Combinations of lignans may be better absorbed than isolated lignans, thus a supplement using the whole fruit powder is likely to be more effective than taking a supplement with an isolated lignan
Sheng-Mai-San is a herbal combination in Traditional Chinese medicine consisting of Schisandra Chinensis Fruit, Radix Panax ginseng, and Radix Ophiopogon japonicus in a ratio of 3:2:6 by weight; aqueous extract. The combination is touted to treat heart diseases.

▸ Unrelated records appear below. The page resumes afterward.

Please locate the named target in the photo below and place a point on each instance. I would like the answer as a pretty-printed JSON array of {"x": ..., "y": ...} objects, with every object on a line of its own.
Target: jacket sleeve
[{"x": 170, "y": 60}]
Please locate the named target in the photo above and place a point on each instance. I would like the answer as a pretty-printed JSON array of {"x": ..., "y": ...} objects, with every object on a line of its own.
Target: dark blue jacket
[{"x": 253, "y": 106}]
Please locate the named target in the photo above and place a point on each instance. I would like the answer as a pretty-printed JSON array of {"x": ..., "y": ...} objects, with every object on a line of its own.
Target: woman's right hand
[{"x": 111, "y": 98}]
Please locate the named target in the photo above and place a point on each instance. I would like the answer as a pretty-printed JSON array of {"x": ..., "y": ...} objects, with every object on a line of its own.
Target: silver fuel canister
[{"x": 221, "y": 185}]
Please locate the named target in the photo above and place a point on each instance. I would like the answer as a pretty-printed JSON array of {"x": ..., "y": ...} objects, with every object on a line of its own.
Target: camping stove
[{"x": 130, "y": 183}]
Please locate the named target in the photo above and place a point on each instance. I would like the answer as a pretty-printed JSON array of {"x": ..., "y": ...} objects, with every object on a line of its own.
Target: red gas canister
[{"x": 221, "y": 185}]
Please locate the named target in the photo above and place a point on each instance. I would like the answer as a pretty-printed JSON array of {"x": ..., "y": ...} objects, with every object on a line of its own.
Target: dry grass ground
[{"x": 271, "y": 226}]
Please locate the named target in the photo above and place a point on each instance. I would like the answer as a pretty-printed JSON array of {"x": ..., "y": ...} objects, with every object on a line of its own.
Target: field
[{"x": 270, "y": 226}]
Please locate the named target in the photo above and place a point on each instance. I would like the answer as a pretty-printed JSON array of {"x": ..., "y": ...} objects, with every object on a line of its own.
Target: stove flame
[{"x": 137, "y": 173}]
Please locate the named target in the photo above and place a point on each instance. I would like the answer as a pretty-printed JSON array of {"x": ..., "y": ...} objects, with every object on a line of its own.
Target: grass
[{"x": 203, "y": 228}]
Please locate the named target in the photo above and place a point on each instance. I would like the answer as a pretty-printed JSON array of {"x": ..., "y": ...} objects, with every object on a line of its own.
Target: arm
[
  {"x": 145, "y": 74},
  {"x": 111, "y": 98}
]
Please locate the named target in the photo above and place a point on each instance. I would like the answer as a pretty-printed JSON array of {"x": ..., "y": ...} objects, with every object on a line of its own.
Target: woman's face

And it has been demonstrated that the combination of herbs results in better bioavailability of Schisandrin (a lignan used as biomarker) than does a basic aqueous extract of Schisandra fruit delivering the same about of Schisandrin. Whereas isolated Shisandrin at 5mg/kg delivered an AUC of 31766.4+/-7551.1ug/mL, the AUC from Schisandra was 70209.1+/-29155.0ug/mL and from the Sheng-Mai-San concoction 116697.4+/-35816.4ug/mL. This is a 121% enhancement of average AUC using the whole plant, and a 267% enhancement of average AUC using the three herbs.
Similar to the Dang-Gui Buxue Tang concotion of Angelicae Sinensis and Astragalus Membranaceous, it appears that the historical combination of herbs has biological basis
Ninjin-Yoei-To, with the slightly easier to remember name of TJ-108 and equally complex name of Ren-Shen-Yang-Rong-Tang, is a herbal concoction from Kampo (Japanese medicine) that contains Schisandra Chinensis as the primary active ingredient (in regards to liver protection). Compounds in this concoction include Polygala Root, Citrus Unshiu Peel (which, alongside Schisandra, are unique to Ninjin-Yoei-To) as well as ginseng, cinnamon bark, Japanese angelica root, Astragalus Membranaceous root, peony root, rehmannia root, atractylodes rhizome, poria sclerotium, and glycyrrhiza. The combination of all herbs as powdered extracts is taken at 15g daily for humans.
This particular blend appears to be protective of the liver. In rats, it has been demonstrated to protect from hepatitis C and various forms of toxicity to the liver, and other organs like the lung and brain.
The more interesting studies attributed to Ninjin-Yoei-To are recovery of lost scent in rats after 28 days supplementation.
The combination of herbs in Ninjin-Yoei-To exists, and should be noted; that being said, it is incredibly confounded and hard to delineate which bioactives do what and to what degree
There is a related mixture of herbs simply called Ninjin-To by some studies, which retains Ginseng radix, Glycyrrhizae radix, Atractylodis rhizome and adds in Zingiberis siccatum rhizoma; this concoction does not include Schisandra Chinensis.
Sesamin is a lignan from sesame seeds, which appears to exert hepatoprotective properties in rats. The combination has been used in two human studies, one on liver function and another on blood viscosity and circulation. Synergy between these two supplements has not yet been demonstrated.
The first reported oral toxicity of Schisandra Chinensis seed powder has been reported to be 3.6g/kg in mice, whereas the ethanolic extract of the fruit was was non-toxic in dogs. Schizandrin (isolated lignan) was able to induce convulsions when injected at 175mg/kg bodyweight in mice and paresis at double that dose; however, no deaths occurred.